[WIP] Flows with non-gaussian kernels
[Under construction. If you see this it’s probably because I shared it directly with you.]
(Thanks to Tero Karras for the pointer to Luhman & Luhman’s paper)
In my previous post we see that we can derive some fun identities based around diffusion kernels. It turns out we can follow a similar logic for arbitrary kernels. For exponential family kernels, we get some simple plug-in models.
tl;dr
In general
A score model can be constructed from conditional distributions as:
\[\dot{x} \propto \mathbb{E}_{p(x_0 \vert x; t)}\left[ \nabla \ln p(x \vert x_0; t) \right]\]Its Jacobian is
\[\nabla \dot{x} \propto \mathbb{E}_{x_0 \sim p(x_0 \vert x; t)} \left[ H \ln p(x \vert x_0; t) \right] + \mathbb{V}_{x_0 \sim p(x_0 \vert x; t)} \left[\nabla \ln p(x \vert x_0; t) \right]\]Exponential family
For exponential family models, it’s
\[\begin{alignat}{2} \dot{x} & \propto \nabla \ln h(x) + \nabla T(x) \cdot \mathbb{E}\left[ \eta(\theta_{x_0, t}) \vert x \right] \end{alignat}\]and
\[\begin{alignat}{2} \nabla \dot{x} \propto & \; H \ln h(x) + D_{jk} T_i(x) \cdot \mathbb{E} \left[\eta_i(\theta_{x_0, t}) \,\vert\, x \right] \\ & + \nabla T(x) \cdot \mathbb{V} \left[\eta(\theta_{x_0, t}) \,\vert\, x \right] \cdot (\nabla T(x))^T\\ \end{alignat}\]Derivation
I’m going to parallel the derivation in Luhman & Luhman’s paper (appendix A), but with a different loss function defined for non-gaussian kernels (the denoising-score-matching objective that Pascal Vincent showed was asymptotically equivalent to the the explicit score-matching objective (section 4.2)).

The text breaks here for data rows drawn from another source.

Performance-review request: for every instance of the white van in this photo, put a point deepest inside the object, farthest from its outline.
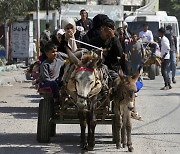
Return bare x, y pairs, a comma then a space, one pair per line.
154, 21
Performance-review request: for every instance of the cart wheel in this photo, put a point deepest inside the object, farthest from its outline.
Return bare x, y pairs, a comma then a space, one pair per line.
113, 130
28, 76
44, 120
152, 72
157, 70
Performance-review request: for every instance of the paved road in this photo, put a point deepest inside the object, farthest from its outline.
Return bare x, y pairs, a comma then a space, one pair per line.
159, 133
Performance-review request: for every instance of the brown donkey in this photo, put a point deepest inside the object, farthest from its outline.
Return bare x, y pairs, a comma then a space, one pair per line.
124, 97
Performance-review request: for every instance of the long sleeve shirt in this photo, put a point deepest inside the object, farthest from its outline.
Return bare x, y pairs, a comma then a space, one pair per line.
165, 47
50, 71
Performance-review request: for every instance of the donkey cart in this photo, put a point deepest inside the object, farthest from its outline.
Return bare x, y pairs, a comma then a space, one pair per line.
48, 117
87, 100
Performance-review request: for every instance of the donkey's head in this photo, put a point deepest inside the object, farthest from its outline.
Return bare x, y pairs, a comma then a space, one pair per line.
84, 78
125, 87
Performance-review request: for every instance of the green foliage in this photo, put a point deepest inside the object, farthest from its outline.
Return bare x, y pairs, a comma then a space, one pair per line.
11, 9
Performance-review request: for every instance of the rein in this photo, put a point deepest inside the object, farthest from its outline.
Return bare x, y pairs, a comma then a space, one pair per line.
85, 69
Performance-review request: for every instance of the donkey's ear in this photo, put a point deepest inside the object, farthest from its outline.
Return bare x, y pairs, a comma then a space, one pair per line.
72, 56
136, 75
94, 63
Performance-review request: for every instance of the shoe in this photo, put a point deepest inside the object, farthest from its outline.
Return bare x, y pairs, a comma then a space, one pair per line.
136, 116
170, 86
173, 80
165, 88
57, 106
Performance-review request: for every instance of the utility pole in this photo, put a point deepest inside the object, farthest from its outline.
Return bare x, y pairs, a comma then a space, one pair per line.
47, 11
37, 29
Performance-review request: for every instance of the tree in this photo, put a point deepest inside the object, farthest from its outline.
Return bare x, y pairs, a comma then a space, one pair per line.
172, 7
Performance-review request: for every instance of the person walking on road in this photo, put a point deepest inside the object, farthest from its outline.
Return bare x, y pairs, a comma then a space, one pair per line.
165, 57
173, 50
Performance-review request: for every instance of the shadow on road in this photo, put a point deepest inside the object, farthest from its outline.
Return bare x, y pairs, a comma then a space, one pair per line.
21, 112
160, 118
65, 143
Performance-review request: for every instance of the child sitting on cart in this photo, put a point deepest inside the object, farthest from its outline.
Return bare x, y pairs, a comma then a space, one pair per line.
51, 71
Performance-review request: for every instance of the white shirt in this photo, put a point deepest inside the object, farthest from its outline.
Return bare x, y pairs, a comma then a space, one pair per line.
165, 47
146, 36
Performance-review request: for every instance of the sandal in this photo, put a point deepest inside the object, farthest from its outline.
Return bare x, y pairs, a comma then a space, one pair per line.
136, 116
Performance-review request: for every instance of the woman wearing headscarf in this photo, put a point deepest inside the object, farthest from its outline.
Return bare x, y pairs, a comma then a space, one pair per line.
69, 27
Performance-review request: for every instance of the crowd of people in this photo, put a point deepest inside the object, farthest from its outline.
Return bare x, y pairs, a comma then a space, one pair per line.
120, 48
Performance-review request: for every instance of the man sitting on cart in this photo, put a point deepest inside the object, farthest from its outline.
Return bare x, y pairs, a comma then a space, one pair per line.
51, 71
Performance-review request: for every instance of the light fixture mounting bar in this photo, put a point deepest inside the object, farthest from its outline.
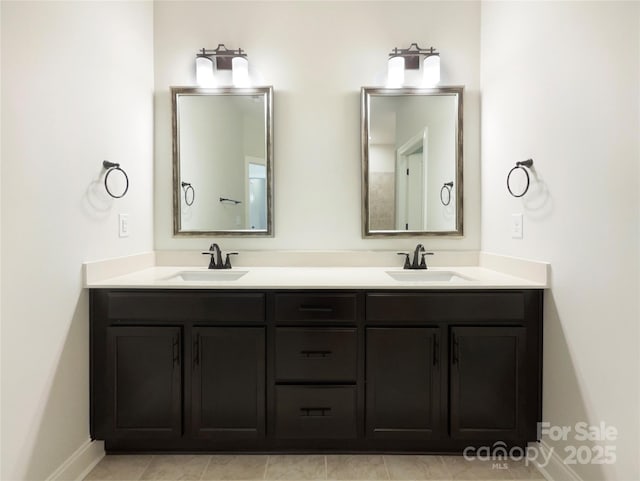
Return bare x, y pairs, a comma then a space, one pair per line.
221, 55
412, 55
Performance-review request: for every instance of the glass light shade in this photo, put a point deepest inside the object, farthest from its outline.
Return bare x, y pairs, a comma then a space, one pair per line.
205, 72
431, 70
395, 72
240, 72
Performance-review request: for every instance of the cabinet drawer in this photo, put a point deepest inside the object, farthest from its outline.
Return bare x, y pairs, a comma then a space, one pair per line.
320, 412
315, 307
316, 354
446, 306
181, 306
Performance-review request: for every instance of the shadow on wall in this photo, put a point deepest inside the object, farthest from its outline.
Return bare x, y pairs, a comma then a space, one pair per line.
65, 402
96, 202
561, 381
538, 201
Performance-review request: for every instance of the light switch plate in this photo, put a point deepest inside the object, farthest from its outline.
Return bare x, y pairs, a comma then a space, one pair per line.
516, 226
123, 225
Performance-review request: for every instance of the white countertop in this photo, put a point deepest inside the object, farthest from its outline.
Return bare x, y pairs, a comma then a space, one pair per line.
166, 277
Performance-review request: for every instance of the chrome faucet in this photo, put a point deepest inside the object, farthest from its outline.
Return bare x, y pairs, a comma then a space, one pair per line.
418, 261
216, 257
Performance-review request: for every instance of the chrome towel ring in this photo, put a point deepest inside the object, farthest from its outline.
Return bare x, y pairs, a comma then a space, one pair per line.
446, 188
112, 167
187, 187
520, 166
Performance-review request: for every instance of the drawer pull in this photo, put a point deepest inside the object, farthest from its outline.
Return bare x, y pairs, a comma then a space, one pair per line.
315, 354
305, 308
315, 412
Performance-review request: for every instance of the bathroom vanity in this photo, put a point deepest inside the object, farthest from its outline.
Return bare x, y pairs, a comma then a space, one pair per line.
414, 368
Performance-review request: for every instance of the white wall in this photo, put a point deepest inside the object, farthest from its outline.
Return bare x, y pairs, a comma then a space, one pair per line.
317, 55
560, 83
77, 83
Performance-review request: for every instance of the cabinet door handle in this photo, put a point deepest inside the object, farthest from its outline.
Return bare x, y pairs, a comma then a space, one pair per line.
196, 350
315, 354
176, 350
305, 308
315, 412
455, 352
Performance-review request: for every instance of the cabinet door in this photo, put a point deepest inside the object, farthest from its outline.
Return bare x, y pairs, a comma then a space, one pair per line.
228, 383
488, 382
402, 383
144, 381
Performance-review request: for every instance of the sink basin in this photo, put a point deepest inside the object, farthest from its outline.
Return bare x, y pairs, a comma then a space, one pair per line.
426, 276
209, 275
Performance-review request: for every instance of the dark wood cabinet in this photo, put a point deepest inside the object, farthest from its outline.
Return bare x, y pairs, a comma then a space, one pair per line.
299, 370
144, 382
403, 383
488, 382
228, 382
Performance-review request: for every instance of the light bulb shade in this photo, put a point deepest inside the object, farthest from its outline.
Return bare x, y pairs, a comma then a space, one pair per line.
240, 72
431, 70
395, 72
205, 72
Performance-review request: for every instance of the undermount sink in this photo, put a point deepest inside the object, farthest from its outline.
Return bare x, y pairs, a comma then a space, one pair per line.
209, 275
426, 276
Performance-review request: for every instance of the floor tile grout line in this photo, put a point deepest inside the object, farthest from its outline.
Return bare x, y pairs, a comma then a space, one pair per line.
443, 464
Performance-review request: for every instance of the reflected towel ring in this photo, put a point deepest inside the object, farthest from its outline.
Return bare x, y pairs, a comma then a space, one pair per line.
520, 165
111, 167
446, 187
186, 186
232, 201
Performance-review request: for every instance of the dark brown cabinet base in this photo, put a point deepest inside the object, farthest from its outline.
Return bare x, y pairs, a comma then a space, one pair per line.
308, 371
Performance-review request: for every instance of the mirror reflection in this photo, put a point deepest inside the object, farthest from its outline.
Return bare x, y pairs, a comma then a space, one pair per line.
222, 150
412, 161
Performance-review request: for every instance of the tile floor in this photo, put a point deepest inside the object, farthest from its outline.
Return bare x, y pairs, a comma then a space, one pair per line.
372, 467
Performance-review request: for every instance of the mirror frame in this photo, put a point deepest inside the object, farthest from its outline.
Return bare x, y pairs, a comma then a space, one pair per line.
177, 193
366, 93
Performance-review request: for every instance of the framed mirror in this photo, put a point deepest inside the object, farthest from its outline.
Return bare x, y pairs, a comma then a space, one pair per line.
411, 161
222, 161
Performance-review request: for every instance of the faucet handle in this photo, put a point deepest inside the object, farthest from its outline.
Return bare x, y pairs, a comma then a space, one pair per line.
407, 261
227, 262
423, 263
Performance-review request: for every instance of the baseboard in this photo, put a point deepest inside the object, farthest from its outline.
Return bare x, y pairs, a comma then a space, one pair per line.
80, 463
556, 469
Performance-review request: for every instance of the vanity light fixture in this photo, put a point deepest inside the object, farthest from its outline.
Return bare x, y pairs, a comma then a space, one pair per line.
210, 62
410, 59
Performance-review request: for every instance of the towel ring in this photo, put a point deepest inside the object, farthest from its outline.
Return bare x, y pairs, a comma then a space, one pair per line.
186, 186
446, 187
520, 166
111, 167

Vincent derived a score-matching objective with useful properties (changing the variable names a bit):
\[J_{DSMq}(\theta) = \mathbb{E}_{q(x, z_t)} \left[ \Vert \psi_\theta(z_t; t) - \nabla \ln q(z_t \vert x) \Vert^2 \right]\]where $\psi_\theta$ is the model, $q(x, z_t)$ is the joint PDF of the data and noised data, and $\nabla$ is with respect to $z_t$.

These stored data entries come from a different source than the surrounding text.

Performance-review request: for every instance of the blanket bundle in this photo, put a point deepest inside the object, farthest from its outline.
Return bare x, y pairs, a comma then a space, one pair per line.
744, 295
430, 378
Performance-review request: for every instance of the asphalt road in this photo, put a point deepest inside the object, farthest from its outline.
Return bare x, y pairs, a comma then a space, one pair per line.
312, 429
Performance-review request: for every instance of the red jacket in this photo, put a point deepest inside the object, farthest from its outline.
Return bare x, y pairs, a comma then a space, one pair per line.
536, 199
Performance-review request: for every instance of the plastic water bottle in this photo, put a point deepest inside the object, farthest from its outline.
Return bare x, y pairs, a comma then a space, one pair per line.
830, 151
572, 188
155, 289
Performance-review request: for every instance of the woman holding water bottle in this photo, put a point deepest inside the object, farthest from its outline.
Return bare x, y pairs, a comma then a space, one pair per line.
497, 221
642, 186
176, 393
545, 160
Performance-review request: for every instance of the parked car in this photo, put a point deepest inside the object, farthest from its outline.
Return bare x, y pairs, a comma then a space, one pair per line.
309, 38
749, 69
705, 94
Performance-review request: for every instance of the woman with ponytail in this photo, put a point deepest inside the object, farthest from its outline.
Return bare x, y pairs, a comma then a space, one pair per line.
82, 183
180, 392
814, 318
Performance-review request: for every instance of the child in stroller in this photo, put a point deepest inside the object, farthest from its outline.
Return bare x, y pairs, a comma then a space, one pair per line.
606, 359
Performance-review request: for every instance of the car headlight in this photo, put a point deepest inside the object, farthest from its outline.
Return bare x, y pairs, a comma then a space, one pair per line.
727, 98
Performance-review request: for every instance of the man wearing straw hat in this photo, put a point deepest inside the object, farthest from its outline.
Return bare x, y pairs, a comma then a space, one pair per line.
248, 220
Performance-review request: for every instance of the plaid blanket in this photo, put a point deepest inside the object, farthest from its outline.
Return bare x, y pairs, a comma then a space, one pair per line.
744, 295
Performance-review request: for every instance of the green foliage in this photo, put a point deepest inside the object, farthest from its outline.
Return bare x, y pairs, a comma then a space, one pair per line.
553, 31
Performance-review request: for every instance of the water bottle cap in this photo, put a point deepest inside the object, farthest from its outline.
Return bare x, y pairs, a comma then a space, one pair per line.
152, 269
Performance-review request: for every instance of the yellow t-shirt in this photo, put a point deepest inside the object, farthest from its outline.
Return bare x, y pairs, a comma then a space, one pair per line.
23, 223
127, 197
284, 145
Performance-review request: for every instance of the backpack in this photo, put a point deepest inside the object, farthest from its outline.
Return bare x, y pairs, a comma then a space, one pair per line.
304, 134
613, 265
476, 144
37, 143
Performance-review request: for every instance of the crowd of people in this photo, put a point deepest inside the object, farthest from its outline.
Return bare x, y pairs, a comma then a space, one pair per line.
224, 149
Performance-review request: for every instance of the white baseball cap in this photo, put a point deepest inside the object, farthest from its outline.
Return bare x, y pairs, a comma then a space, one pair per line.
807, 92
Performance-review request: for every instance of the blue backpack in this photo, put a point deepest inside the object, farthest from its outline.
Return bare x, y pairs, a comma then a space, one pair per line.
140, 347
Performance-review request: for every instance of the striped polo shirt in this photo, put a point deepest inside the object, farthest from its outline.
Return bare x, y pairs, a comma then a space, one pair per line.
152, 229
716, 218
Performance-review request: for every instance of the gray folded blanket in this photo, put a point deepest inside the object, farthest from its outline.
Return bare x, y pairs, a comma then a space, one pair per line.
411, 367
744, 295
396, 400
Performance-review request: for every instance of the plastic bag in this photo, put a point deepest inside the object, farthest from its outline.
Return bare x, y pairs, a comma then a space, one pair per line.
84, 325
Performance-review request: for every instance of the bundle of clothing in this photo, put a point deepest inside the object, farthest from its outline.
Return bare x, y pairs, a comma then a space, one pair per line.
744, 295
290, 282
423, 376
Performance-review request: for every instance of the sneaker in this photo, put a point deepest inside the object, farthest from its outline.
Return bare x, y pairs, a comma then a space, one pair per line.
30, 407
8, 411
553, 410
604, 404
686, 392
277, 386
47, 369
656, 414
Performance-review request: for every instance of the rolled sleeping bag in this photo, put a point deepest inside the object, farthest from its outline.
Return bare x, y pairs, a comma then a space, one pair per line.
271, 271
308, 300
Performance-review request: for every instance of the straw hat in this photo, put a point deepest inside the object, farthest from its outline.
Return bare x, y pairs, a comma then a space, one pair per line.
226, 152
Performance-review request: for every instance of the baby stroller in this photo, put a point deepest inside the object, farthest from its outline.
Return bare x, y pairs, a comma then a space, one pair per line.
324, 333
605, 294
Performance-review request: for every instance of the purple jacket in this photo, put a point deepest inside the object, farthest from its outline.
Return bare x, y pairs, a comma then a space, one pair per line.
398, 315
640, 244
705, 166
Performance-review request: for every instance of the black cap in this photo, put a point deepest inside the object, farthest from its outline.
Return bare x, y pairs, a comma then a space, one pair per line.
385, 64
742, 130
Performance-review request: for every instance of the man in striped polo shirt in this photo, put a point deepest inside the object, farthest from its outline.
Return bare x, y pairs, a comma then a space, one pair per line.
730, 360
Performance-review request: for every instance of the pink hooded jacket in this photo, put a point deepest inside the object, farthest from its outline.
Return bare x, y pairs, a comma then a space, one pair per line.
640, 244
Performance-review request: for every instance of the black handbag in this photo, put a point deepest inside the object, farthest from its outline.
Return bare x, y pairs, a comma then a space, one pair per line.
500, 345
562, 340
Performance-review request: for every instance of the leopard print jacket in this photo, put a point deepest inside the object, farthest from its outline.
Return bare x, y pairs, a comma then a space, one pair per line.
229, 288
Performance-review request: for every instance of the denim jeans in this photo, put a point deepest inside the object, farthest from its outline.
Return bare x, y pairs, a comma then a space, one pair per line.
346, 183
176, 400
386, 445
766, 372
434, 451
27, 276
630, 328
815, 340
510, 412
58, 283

We can derive a parallel proof to Luhman & Luhman’s for this, defining $\bar{x}(z ; t) = \mathbb{E}_{q(x \vert z)}\left[ \nabla \ln q(z_t \vert x_0) \right]$:
\[\begin{alignat}{2} \argmin_\theta J_{DSMq_t}(\theta) = \, & \argmin_\theta \mathbb{E}_{q(x, z_t)} \left[ \Vert \psi_\theta(z_t; t) - \nabla \ln q_t(z_t \vert x) \Vert^2 \right] \\ = \, & \argmin_\theta \mathbb{E}_{q(z_t)} \left[ \mathbb{E}_{q(x \vert z_t)} \left[ \Vert \psi_\theta(z_t; t) - \nabla \ln q_t(z_t \vert x) \Vert^2 \right] \right] \\ = \, & \argmin_\theta \mathbb{E}_{q(z_t)} \left[ \mathbb{E}_{q(x \vert z_t)} \left[ \Vert (\psi_\theta(z_t; t) - \bar{x}(z_t;t)) - (\nabla \ln q_t(z_t \vert x) - \bar{x}(z_t;t)) \Vert^2 \right] \right] \\ = \, & \argmin_\theta \mathbb{E}_{q(z_t)} \left[ \mathbb{E}_{q(x \vert z_t)} \left[ \Vert \psi_\theta(z_t; t) - \bar{x}(z_t;t) \Vert^2 - \Vert \nabla \ln q_t(z_t \vert x) - \bar{x}(z_t;t)) \Vert^2 \right] \right] \\ = \, & \argmin_\theta \mathbb{E}_{q(z_t)} \left[ \mathbb{E}_{q(x \vert z_t)} \left[ \Vert \psi_\theta(z_t; t) - \bar{x}(z_t;t) \Vert^2 \right] \right] \\ \end{alignat}\]This tells us that the optimal score matching model satisfies:
\[\psi_\theta(z_t; t) = \bar{x}(z ; t) = \mathbb{E}_{q(x \vert z)}\left[ \nabla \ln q(z_t \vert x) \right]\]If we decide to turn that into a flow model, we should point our differential flow in the direction of $\psi$ to maximally denoise at each step:
$\dot{x} \propto \mathbb{E}_{p(x_0 \vert x; t)}\left[ \nabla \ln p(x \vert x_0; t) \right]$
(This is made more rigorous in connection to the heat equation below)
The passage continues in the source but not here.